Interesting article in today's Globe and Mail financial section. fyi, this is a Toronto based newspaper.
http://www.globeinvestor.com/servlet/st ... 0/GIStory/
I was surprised to read the debt structure from the buyout. Finance 101 is to match debt to the asset, and 2 years for an Intrawest is a mismtach. It would be intereseting to know if longer term wasn't available, the company gambled that it would go short and get better terms after two years, or exactly why this was done.
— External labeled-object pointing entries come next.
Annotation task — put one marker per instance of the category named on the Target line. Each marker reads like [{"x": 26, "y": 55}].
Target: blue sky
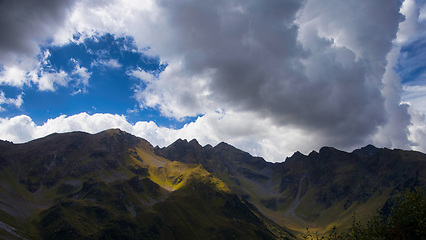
[{"x": 270, "y": 77}]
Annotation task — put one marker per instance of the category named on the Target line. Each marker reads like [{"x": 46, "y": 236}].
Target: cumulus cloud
[
  {"x": 27, "y": 24},
  {"x": 313, "y": 66},
  {"x": 17, "y": 102}
]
http://www.globeinvestor.com/servlet/st ... 0/GIStory/
I was surprised to read the debt structure from the buyout. Finance 101 is to match debt to the asset, and 2 years for an Intrawest is a mismtach. It would be intereseting to know if longer term wasn't available, the company gambled that it would go short and get better terms after two years, or exactly why this was done.
The difficult business outlook pushed talks to refinance $1.7-billion of Intrawest debt to just hours before the money came due on Oct. 23, with Intrawest owner Fortress Investment Group LLC scrambling to get the deal done.
The debt was taken on in 2006 when Fortress bought Intrawest for $1.8-billion in a highly leveraged buyout, using a two-year term loan at 6.4 per cent to finance the takeover.
Details of the refinancing were not released but Intrawest's debt had been yielding 9 per cent in the market.